CHIASSO – La notizia, o meglio, l’allarme era stato dato oggi, in un articolo apparsi su 20Minuti e Tio, dalla Viscom: alcuni enti pubblici, che beneficiano di sussidi cantonali, si rivolgerebbero a tipografie italiane per stampar ei propri cataloghi.

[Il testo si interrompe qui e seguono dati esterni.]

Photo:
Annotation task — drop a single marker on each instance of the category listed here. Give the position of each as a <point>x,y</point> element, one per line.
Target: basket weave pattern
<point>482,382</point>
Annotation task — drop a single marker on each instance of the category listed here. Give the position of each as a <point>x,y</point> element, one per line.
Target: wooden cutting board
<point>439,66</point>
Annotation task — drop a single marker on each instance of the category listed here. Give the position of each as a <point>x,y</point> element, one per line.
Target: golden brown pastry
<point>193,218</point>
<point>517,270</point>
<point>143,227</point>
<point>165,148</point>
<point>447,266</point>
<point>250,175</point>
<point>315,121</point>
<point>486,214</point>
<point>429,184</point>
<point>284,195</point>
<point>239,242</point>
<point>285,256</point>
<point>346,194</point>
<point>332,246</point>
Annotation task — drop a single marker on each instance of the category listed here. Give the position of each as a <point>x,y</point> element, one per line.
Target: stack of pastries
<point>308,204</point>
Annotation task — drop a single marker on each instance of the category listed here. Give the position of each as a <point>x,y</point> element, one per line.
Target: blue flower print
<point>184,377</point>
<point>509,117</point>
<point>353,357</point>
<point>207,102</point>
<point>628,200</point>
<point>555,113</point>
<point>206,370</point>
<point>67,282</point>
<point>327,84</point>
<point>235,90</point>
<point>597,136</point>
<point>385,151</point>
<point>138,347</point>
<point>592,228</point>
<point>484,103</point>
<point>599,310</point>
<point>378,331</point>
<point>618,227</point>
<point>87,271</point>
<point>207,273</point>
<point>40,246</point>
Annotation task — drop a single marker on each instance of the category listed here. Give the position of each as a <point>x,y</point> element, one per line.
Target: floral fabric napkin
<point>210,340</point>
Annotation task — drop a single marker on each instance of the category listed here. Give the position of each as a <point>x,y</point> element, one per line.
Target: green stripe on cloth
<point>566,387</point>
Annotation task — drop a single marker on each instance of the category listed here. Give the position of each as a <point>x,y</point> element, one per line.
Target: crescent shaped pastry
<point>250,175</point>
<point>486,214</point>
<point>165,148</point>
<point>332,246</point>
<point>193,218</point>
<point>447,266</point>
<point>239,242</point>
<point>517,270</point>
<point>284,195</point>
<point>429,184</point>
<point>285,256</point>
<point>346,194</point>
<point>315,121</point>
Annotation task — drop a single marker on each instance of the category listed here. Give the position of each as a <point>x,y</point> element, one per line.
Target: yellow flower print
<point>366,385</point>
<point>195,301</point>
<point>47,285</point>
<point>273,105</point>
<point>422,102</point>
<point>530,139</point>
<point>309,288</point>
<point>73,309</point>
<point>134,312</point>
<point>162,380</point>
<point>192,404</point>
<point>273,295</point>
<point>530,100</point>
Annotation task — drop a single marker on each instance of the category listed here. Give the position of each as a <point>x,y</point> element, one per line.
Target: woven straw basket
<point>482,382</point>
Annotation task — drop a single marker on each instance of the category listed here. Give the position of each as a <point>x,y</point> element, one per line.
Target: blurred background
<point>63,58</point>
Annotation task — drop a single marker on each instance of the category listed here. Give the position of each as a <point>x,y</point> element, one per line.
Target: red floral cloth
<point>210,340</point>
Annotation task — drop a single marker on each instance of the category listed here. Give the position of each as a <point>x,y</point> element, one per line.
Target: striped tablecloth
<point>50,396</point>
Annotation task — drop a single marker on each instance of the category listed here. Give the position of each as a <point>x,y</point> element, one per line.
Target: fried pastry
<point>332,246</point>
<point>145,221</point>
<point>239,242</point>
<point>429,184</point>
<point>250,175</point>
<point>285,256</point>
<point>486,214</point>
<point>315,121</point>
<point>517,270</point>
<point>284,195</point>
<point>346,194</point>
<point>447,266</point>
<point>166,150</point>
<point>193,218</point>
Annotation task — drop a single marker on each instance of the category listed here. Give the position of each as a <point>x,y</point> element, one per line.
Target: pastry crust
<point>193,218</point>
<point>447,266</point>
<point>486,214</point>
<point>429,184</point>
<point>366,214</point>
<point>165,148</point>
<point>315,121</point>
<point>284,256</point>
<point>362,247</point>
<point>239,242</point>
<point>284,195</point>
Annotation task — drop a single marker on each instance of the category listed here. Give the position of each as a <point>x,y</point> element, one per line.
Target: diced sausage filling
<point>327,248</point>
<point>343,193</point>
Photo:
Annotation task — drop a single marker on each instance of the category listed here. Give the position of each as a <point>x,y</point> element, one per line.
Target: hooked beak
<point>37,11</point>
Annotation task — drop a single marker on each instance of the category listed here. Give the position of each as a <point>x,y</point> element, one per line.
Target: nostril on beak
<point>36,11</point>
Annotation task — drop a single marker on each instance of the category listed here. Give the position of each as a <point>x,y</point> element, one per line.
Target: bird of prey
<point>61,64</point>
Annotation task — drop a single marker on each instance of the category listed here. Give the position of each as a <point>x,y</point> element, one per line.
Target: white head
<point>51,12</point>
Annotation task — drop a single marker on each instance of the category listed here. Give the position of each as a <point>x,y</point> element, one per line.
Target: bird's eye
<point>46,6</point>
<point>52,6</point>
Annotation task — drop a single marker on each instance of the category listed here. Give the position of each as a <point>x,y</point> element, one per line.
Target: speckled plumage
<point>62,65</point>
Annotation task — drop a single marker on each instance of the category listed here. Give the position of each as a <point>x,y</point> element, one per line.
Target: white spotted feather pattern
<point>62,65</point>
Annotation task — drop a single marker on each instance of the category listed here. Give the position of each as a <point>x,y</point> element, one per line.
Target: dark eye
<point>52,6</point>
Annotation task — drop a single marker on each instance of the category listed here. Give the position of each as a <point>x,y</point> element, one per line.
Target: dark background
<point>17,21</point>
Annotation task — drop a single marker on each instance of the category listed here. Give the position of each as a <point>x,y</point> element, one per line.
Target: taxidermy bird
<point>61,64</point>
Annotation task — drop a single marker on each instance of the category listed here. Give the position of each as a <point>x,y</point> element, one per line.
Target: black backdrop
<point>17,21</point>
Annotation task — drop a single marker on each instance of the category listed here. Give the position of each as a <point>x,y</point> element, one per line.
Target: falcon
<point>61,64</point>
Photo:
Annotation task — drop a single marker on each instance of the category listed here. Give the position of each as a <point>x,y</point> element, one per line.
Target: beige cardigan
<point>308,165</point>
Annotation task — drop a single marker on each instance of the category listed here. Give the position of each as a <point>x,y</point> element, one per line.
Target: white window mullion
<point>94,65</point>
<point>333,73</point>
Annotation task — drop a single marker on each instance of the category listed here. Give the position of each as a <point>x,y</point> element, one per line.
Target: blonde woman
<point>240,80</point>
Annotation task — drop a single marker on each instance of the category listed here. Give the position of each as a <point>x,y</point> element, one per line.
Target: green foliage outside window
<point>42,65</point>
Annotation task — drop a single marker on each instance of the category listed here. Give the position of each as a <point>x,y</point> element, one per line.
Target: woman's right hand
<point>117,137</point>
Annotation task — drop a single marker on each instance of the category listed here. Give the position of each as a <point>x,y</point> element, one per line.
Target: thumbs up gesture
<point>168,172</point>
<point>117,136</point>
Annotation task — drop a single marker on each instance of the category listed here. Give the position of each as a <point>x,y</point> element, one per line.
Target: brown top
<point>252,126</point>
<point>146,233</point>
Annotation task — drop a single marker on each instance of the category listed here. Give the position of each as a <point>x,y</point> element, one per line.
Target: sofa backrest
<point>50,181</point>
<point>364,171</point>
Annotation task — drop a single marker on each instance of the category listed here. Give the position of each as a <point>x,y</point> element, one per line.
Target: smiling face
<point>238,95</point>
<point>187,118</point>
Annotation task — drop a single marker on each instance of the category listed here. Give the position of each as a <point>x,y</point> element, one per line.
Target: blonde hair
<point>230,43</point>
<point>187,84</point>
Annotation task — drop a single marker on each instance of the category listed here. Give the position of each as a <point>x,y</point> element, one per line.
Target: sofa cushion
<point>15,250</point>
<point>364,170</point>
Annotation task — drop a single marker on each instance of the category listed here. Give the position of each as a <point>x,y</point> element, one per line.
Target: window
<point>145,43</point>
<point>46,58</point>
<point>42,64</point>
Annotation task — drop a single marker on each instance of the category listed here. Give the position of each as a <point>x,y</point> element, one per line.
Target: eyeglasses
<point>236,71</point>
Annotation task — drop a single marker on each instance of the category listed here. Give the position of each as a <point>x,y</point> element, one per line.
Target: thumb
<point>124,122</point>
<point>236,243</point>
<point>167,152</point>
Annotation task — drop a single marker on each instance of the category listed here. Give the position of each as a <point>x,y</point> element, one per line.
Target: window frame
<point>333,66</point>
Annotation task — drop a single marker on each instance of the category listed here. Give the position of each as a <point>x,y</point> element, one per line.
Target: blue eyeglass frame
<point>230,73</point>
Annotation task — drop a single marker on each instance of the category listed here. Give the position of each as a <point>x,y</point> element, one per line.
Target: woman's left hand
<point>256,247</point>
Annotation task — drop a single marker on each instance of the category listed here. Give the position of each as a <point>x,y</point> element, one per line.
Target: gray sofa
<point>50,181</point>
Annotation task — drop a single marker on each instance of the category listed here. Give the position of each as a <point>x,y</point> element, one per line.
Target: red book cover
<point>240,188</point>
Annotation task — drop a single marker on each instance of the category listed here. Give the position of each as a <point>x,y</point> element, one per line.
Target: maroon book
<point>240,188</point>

Tra questi vi sarebbero l’Archivio del moderno, l'Accademia di architettura di Mendrisio, la pinacoteca Züst di Rancate, in alcuni casi anche l'archivio di Stato di Bellinzona e il M.A.X Museo di Chiasso.
E proprio da Chiasso si leva la prima voce ‘politica’ sulla notizia. “Apprendere che ci sia la possibilità che soldi pubblici svizzeri siano giunti a ditte italiane ci lascia senza parole”, scrivono i tre comunali Claudio Schneeberger (Lega), Gianandrea Mazzoleni (Lega) e Carlo Coen (PLR) interrogando l’Esecutivo cittadino.
"Anche noi riteniamo che i soldi dei sussidi pubblici andrebbero sempre spesi su suolo svizzero" incalzano i tre interroganti facendo eco alle dichiarazioni del presidente della Viscom, Stefano Gazzaniga per cui è scandaloso che questi sussidi, “che sono in fondo i soldi che la gente versa con le tasse”, finiscano in Italia.
Inoltre, ricordano, il MAX museo appartiene al Comune: “i soldi utilizzati sono quindi completamente pubblici, non solo per quanto riguarda i sussidi, ma anche per i costi sostenuti tramite le imposte sopportate dai cittadini di Chiasso".
Pertanto i tre consiglieri comunali chiedono al Municipio di Chiasso: "Il dicastero cultura ha speso dei soldi nelle tipografie d'oltre confine o altri soldi pubblici con ditte estere? Se sì, a quanto ammontano queste spese complessivamente e annualmente? A quanto ammontano annualmente le spese sopportate da tutti i dicasteri per quanto riguarda stampati, volantini, cataloghi, inviti, ecc...? Come vengono gestite queste spese tipografiche?"